If ever a recording cried out for a DVD presentation, it's Janek Schaefer's Migration. In the absence of visuals, one struggles to mentally conjure the 2005 performance Noémie Lafrance created for the Liz Gerring Dance company presented at a space opposite NY's Grand Central Station. Attached by bungee cords that allowed them to hover over the audience, dancers positioned themselves on window ledges inside the Whitney Gallery sculpture court and performed to the accompaniment of Schaefer's heavily-edited field recordings.

The subtly evocative, twenty-eight minute opener “To Nairobi to Manaus to Walton” begins with ripples of gouged vinyl noise suggesting a boat adrift at sea. This seeming journey down the Amazon unfolds unhurriedly, the listener serenaded by bird sounds before entering more unsettling territory where radio waves buzz and thrum. Schaefer pays especial attention to the mix throughout, as sounds pan back and forth, the movement of noises mirroring the imagined positioning of the voyager. Still, as much as the piece demonstrates Schaefer's mastery as a sound artist, the piece is finally more a work of sound sculpture than music per se.

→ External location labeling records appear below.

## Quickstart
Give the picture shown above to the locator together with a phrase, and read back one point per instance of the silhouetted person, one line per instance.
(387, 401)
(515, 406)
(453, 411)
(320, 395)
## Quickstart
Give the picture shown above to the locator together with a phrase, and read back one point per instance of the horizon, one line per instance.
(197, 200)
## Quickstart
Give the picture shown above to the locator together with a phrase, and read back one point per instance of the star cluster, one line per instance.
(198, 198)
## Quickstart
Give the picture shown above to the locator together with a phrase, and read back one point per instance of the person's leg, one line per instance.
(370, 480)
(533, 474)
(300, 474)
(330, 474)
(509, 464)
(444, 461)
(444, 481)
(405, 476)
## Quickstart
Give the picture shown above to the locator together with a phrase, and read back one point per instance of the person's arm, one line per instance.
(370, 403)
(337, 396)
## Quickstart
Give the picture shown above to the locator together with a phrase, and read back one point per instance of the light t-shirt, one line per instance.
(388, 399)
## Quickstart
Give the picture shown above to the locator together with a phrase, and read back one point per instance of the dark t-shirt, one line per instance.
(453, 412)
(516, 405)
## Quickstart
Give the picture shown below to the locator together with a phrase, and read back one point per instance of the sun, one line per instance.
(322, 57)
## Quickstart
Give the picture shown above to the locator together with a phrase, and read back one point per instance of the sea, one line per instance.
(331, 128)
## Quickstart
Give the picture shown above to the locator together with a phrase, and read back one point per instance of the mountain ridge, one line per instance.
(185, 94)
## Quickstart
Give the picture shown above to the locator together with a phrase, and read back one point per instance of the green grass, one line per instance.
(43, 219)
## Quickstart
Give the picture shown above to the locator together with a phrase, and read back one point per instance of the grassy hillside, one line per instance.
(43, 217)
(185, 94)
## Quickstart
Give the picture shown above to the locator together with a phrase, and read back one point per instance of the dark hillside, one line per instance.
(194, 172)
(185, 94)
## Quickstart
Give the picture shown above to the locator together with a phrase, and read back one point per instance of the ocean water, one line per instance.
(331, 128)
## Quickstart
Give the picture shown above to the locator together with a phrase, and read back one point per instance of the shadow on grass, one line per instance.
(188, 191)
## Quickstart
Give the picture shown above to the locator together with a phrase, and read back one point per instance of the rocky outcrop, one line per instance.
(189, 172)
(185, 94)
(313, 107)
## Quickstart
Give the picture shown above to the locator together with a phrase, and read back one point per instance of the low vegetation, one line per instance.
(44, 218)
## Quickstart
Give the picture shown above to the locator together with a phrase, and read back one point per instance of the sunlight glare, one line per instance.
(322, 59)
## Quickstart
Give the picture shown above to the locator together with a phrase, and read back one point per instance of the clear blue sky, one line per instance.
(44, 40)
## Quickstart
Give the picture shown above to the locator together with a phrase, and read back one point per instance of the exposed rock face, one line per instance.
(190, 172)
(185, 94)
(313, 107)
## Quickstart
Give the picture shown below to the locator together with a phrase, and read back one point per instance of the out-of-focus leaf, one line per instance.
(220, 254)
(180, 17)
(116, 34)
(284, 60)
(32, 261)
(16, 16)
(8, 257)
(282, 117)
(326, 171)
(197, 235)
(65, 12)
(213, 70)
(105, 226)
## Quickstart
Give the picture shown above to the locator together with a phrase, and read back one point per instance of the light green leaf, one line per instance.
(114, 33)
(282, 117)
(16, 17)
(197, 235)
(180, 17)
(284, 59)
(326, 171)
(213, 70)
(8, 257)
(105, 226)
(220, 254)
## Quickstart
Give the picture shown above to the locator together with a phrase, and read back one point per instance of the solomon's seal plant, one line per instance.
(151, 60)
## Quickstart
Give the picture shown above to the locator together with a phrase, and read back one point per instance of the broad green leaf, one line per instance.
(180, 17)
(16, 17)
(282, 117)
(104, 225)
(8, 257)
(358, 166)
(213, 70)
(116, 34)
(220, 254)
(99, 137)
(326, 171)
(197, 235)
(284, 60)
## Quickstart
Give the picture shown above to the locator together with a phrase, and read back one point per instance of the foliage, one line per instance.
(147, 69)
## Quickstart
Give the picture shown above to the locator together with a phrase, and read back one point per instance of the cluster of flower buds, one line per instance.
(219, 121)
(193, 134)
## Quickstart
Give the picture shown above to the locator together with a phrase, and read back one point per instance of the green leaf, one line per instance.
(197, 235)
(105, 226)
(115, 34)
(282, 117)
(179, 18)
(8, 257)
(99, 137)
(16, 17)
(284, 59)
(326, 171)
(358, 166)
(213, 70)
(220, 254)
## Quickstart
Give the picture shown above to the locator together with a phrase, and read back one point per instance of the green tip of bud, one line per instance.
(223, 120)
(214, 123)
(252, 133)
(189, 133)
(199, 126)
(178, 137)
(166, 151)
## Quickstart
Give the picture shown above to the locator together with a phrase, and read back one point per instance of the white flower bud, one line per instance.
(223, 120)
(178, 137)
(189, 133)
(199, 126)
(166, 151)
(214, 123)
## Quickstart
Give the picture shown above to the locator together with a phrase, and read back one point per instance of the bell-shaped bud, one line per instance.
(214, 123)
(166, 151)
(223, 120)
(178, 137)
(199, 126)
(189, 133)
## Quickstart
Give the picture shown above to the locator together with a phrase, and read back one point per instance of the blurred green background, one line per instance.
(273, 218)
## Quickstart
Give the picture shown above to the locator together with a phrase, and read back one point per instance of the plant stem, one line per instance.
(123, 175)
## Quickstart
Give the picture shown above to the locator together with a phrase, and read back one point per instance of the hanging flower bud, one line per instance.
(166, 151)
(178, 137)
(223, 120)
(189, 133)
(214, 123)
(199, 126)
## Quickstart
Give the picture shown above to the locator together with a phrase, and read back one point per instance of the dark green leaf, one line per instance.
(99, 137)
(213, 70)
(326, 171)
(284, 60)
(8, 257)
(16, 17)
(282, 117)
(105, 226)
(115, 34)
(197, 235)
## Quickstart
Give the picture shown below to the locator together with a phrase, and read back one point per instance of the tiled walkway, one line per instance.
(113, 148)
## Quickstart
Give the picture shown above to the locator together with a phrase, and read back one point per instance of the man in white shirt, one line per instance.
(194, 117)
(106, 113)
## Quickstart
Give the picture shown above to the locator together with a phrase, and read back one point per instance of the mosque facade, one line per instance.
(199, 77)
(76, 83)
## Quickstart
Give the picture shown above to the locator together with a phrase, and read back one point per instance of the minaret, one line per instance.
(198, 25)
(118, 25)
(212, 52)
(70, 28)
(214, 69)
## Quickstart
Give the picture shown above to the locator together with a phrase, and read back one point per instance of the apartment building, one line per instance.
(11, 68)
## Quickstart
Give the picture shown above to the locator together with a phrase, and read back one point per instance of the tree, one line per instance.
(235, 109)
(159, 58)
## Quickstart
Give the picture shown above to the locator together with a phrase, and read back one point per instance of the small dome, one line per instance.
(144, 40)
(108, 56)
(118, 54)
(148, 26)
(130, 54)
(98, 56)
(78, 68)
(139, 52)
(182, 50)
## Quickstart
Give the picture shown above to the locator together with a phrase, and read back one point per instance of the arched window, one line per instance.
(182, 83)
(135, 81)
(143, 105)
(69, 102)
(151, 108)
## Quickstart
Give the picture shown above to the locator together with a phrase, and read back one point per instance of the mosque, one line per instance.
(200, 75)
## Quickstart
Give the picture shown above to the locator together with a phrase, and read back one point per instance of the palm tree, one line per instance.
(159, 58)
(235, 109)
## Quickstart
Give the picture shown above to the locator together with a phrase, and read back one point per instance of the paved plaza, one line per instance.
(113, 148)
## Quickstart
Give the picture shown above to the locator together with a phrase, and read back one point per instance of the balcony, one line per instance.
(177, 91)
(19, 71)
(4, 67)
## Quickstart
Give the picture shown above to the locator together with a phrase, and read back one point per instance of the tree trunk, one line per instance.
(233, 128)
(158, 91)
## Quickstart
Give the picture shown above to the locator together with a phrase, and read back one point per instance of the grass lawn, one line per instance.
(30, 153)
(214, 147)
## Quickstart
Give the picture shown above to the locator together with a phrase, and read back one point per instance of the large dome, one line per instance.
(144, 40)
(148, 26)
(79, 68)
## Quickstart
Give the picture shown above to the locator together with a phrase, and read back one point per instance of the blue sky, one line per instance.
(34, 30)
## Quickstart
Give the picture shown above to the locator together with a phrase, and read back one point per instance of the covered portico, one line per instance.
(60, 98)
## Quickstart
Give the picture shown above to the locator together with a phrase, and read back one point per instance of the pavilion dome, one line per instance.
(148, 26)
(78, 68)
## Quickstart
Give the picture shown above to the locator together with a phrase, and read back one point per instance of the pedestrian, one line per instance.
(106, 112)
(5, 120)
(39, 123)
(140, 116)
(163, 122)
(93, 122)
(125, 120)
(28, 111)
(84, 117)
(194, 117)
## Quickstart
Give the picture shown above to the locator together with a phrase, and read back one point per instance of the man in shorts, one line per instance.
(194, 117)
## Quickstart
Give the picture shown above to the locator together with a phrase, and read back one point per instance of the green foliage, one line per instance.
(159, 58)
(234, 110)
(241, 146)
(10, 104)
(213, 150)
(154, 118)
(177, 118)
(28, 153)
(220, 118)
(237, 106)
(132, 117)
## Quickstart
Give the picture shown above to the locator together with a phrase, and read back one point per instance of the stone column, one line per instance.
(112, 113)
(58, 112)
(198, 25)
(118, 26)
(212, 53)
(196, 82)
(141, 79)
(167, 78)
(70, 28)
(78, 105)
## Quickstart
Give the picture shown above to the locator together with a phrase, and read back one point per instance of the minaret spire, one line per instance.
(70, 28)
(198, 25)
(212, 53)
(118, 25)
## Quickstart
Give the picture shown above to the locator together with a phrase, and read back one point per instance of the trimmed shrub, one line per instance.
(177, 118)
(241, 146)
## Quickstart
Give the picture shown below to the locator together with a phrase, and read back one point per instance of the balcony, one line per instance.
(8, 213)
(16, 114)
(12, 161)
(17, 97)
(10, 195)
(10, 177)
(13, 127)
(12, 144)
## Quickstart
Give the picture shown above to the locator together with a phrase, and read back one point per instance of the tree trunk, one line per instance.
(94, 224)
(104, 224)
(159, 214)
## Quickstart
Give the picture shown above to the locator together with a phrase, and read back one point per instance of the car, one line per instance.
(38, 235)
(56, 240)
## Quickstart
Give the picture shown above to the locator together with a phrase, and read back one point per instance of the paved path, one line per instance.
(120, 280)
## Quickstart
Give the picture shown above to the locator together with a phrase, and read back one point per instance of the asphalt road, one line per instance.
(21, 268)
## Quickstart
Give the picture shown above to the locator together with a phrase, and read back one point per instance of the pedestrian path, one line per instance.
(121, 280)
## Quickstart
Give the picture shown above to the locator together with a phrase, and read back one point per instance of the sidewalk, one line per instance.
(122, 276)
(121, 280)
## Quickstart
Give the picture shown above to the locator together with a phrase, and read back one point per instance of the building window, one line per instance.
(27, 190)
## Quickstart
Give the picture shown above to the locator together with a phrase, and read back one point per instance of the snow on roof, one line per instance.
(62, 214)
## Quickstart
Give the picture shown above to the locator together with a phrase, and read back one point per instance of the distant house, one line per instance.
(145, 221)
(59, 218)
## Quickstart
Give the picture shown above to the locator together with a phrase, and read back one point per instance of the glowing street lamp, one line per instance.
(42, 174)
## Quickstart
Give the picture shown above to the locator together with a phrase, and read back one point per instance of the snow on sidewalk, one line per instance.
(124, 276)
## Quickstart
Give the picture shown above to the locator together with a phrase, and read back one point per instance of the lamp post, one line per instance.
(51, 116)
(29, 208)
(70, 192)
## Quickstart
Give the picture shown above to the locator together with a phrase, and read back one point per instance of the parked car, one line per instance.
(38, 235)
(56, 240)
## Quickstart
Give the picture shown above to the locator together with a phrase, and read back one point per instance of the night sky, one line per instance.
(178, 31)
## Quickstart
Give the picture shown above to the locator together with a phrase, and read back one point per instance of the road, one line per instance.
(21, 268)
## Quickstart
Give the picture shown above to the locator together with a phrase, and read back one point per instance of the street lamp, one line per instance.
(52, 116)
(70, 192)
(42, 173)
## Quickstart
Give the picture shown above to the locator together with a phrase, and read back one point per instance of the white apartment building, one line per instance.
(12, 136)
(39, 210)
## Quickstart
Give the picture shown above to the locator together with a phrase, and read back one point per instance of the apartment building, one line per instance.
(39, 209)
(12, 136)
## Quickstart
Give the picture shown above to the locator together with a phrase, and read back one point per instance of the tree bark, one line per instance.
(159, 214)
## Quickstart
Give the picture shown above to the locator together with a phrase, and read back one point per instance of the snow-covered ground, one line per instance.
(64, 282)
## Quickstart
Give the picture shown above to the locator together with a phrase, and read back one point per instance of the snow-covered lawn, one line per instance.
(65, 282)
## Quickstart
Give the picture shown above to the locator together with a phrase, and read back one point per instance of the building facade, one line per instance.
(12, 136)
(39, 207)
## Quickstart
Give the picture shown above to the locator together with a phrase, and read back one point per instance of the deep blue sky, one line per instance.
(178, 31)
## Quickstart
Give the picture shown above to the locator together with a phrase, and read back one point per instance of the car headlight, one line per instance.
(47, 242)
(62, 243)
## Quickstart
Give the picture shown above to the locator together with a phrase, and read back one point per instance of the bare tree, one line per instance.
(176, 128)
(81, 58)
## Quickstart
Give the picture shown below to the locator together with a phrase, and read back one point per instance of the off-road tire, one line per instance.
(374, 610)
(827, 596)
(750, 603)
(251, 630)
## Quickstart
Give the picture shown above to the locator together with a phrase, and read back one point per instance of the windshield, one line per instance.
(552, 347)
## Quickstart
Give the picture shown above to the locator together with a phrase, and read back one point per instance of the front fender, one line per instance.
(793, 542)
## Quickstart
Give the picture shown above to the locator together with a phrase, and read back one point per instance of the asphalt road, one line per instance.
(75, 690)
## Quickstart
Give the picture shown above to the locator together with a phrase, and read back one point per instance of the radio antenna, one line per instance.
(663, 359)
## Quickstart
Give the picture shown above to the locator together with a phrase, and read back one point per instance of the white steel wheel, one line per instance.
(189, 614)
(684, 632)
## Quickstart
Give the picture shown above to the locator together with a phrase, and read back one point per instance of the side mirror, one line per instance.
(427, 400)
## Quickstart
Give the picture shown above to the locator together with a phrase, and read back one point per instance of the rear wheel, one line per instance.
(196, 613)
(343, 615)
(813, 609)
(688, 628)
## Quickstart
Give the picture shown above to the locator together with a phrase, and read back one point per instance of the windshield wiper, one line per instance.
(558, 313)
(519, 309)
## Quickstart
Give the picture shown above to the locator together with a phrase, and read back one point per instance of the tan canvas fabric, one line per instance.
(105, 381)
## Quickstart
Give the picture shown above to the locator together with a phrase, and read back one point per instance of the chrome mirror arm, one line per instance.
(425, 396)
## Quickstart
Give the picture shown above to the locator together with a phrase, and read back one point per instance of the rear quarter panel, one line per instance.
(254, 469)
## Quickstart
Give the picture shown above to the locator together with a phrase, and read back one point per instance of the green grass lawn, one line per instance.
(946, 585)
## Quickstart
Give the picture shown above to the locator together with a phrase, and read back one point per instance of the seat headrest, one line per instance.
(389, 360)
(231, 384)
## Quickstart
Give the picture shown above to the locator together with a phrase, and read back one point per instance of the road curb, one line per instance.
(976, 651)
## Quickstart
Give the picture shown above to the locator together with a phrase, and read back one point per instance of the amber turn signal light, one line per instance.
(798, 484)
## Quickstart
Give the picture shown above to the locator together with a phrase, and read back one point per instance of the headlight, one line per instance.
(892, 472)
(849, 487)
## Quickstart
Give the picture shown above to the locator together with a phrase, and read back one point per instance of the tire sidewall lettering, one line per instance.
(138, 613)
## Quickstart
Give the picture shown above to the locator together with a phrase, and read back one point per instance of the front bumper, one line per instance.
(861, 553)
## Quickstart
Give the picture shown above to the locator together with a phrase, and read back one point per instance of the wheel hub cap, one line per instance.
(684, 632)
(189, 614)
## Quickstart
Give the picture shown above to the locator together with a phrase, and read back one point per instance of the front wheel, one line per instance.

The second half exerts greater impact. The extroverted “To Oval to Cologne” focuses less on the manipulation of pure field recording elements and more on arranging organ filigrees and drones into bold splashes of carnival noise that cycle magnificently. If anything, “To Lourdes to Madrid” is even more impressive. Here, steely Lourdes organ drones stream alongside fiery embers that loudly crackle and pop. Choir fragments and organ tones drown within dense industrial haze and clatter during “To New York to Eugenie to Perth,” the hallucinatory, even nightmarish piece that ends the album.

Migration takes the listener on a provocative trip, though Schaefer interestingly displaces the emphasis from the first half's more literal evocation of a geographical locale to an inner psychological journey in the second that flirts with derangement and psychosis more often than not (naturally, one is reminded of Marlowe's journey—mental and physical—in Heart of Darkness). Having noted the difference in character between the work's two halves, one wonders whether the dance piece revealed a similar change in character—a question best answered by those lucky enough to have witnessed the original performance.